Look at the following line of java:

Mac.getInstance("HmacSHA1");

If I put this in a simple test program, it runs without problems on my server. However, if I use this line in a container, I get

java.security.NoSuchAlgorithmException: Algorithm HmacSHA1 not available
  at javax.crypto.Mac.getInstance(DashoA13*..)

The same JDK installation is used in both cases.

After googling around a bit, I managed to get it to work by doing two things:

  1. Copying sunjce_provider.jar from $JAVA_HOME/jre/lib/ext to the lib directory of the container.
  2. Adding the following line to my code:

    java.security.Security.addProvider(new com.sun.crypto.provider.SunJCE());

Specifically, this happens to me in an Apache James mailet, but I'm pretty sure this is has to do with JVM options. Here is the startup script that it uses.

Although I got it to work in the end, the solution feels too hacked to be the right one. I would appreciate an explanation of what is going on, as well as a more "proper" solution.

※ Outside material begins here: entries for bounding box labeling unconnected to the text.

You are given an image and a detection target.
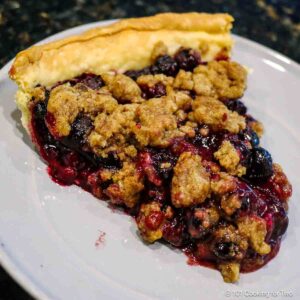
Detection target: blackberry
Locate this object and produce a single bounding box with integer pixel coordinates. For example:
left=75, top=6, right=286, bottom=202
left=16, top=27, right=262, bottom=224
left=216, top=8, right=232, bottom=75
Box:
left=246, top=147, right=273, bottom=180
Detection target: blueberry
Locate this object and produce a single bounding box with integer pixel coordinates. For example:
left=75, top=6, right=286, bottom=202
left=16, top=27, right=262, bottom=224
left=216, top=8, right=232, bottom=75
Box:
left=70, top=73, right=104, bottom=90
left=225, top=100, right=247, bottom=115
left=213, top=242, right=236, bottom=260
left=174, top=49, right=201, bottom=71
left=124, top=67, right=151, bottom=80
left=246, top=147, right=273, bottom=180
left=151, top=55, right=178, bottom=77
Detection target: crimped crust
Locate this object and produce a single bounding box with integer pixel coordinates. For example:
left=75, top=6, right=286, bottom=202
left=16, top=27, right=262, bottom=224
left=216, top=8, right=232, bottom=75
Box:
left=9, top=13, right=233, bottom=131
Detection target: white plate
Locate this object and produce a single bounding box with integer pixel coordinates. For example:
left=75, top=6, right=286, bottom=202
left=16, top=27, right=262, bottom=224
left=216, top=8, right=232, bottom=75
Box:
left=0, top=22, right=300, bottom=300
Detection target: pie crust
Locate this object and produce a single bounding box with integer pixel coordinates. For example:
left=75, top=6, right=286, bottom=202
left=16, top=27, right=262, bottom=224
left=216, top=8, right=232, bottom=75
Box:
left=9, top=13, right=233, bottom=130
left=9, top=13, right=292, bottom=282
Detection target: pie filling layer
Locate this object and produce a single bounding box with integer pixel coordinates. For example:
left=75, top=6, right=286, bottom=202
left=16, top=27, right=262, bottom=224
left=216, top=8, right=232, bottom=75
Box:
left=29, top=44, right=292, bottom=282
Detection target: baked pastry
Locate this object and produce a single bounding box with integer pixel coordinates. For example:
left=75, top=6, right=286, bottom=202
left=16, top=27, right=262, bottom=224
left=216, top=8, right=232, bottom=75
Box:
left=9, top=13, right=292, bottom=282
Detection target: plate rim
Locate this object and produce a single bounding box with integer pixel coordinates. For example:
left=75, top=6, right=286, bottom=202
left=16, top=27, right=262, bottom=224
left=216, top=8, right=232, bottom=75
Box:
left=0, top=19, right=300, bottom=300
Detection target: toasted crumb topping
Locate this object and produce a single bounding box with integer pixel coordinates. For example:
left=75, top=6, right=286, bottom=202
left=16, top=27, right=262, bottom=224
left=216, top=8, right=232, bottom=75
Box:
left=237, top=216, right=271, bottom=255
left=194, top=61, right=247, bottom=100
left=102, top=74, right=143, bottom=103
left=28, top=42, right=292, bottom=282
left=214, top=141, right=246, bottom=176
left=105, top=162, right=144, bottom=207
left=189, top=97, right=246, bottom=133
left=219, top=262, right=240, bottom=283
left=211, top=172, right=237, bottom=195
left=171, top=152, right=210, bottom=207
left=137, top=202, right=165, bottom=243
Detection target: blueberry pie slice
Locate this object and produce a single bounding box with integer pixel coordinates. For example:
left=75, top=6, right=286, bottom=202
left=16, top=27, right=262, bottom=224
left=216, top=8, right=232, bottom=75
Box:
left=10, top=13, right=292, bottom=282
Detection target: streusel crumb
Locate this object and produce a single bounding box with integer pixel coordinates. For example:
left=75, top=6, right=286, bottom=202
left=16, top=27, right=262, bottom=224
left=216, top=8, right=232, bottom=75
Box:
left=214, top=141, right=246, bottom=176
left=171, top=152, right=210, bottom=207
left=194, top=61, right=247, bottom=100
left=105, top=162, right=144, bottom=207
left=190, top=97, right=246, bottom=133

Related question: http://stackoverflow.com/questions/1009996/using-java-crypto-leads-to-nosuchalgorithmexception. However, in this case I'm pretty sure the HmacSHA1 algorithm should be supported out of the box. As evidence, this works without problems in a test program.

+1  A: 

The startup script sets the java.ext.dirs to its own set of directories (specific to the application) but omitting the "normal" extension directory ($JAVA_HOME/jre/lib/ext/) which is where sunjce_provider.jar resides. This explains your first point (copying the Jar file to the lib directory makes it visible again). This is easily reproduced.

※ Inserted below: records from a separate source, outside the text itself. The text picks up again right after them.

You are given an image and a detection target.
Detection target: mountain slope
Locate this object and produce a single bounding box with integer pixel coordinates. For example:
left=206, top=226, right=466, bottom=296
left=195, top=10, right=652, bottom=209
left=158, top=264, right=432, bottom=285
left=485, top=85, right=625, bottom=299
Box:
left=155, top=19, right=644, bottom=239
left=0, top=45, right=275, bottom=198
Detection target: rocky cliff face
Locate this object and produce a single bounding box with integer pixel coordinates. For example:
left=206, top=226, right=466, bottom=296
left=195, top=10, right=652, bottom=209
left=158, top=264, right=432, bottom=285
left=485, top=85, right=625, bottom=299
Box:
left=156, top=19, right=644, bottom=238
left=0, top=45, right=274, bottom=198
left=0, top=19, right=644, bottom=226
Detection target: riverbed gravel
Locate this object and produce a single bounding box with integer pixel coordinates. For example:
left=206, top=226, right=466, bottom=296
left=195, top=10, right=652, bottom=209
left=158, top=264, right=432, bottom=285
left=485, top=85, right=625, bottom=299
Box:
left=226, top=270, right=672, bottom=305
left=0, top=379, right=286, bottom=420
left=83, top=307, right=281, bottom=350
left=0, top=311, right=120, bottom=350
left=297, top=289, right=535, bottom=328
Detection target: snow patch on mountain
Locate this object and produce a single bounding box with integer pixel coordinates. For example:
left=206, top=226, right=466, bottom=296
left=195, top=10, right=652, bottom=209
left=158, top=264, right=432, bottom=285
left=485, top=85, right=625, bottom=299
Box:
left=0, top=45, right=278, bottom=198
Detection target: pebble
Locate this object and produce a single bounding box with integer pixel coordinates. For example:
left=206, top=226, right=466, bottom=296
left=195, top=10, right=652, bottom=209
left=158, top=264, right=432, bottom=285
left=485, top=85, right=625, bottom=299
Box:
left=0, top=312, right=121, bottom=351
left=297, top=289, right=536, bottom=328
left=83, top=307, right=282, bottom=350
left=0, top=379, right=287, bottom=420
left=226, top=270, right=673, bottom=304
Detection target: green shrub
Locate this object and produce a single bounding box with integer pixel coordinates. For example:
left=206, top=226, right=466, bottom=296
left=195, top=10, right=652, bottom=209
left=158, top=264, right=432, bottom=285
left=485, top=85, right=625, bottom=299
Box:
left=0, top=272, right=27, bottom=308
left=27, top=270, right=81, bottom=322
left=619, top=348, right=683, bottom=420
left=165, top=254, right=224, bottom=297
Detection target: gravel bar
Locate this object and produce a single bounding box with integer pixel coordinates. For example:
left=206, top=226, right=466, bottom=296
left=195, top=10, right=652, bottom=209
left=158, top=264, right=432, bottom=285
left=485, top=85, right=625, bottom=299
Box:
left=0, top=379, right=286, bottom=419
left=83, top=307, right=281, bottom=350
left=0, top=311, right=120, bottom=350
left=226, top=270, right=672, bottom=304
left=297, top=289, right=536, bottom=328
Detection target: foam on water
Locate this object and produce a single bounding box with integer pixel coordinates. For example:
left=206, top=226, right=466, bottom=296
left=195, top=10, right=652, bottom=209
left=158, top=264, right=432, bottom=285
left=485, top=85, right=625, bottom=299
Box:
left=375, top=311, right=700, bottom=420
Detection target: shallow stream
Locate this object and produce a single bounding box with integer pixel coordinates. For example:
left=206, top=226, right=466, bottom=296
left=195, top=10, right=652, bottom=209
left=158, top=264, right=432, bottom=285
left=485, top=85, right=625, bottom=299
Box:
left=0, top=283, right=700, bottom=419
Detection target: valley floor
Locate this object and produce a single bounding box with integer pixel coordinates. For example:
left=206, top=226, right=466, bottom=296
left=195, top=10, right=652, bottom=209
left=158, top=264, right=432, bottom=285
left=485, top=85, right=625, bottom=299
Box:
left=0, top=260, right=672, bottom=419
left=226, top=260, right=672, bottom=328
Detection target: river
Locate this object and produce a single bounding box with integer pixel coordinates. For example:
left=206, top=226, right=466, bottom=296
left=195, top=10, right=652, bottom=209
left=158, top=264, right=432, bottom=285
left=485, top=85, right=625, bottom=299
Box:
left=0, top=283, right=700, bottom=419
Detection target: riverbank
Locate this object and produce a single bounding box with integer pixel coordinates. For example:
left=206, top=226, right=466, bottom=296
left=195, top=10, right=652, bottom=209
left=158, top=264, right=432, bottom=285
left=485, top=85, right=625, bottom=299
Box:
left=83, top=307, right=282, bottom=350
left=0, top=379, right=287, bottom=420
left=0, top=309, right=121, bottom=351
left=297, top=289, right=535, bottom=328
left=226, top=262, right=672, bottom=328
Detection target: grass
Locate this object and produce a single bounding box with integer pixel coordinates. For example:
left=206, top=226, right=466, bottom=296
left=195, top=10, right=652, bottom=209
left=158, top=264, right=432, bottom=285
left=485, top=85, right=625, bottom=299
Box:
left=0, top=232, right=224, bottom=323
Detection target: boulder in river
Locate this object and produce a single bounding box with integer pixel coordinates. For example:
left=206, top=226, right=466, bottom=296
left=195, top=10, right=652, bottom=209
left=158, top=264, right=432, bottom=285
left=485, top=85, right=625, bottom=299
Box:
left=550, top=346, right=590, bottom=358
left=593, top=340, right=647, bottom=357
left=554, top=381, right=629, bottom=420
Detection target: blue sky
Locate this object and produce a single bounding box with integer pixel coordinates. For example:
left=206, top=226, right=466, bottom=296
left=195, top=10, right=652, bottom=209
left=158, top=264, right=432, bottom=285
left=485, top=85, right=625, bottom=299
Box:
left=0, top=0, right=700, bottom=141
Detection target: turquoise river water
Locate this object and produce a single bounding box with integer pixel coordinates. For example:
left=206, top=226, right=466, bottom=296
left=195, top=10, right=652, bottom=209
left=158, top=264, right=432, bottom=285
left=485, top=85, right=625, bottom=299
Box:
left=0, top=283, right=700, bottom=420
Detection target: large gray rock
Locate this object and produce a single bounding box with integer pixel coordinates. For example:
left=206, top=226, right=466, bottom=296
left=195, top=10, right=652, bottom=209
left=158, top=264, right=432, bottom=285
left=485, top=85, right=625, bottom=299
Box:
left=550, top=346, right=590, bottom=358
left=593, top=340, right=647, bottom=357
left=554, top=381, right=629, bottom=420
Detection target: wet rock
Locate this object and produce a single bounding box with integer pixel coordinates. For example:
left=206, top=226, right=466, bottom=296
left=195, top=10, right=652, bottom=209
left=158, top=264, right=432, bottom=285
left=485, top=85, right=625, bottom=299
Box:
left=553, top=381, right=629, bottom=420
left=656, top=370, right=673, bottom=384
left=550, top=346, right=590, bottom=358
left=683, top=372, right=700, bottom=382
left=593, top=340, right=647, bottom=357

As for the second point, I think this is due the policy file that the startup script sets with the -Djava.security.policy option. Whether some providers are available or not depends on policy files. The default policy file makes the SunJCE provider available, but since the startup scripts mandates a non-default, custom policy file, then anything goes. I suggest you take a look at that policy file.

For instance, on my system (Ubuntu Linux, with Sun JVM 1.6.0_20 as packaged by Ubuntu), the default policy file is in /etc/java-6-sun/security/java.security and contains (among others) the following lines:

security.provider.1=sun.security.provider.Sun
security.provider.2=sun.security.rsa.SunRsaSign
security.provider.3=com.sun.net.ssl.internal.ssl.Provider
security.provider.4=com.sun.crypto.provider.SunJCE
security.provider.5=sun.security.jgss.SunProvider
security.provider.6=com.sun.security.sasl.Provider
security.provider.7=org.jcp.xml.dsig.internal.dom.XMLDSigRI
security.provider.8=sun.security.smartcardio.SunPCSC

which define what providers should be available by default. From your symptoms, I think that the custom policy file made SunJCE unavailable unless explicitly registered (which is understandable since the startup script also removed the access to the Jar file containing SunJCE...).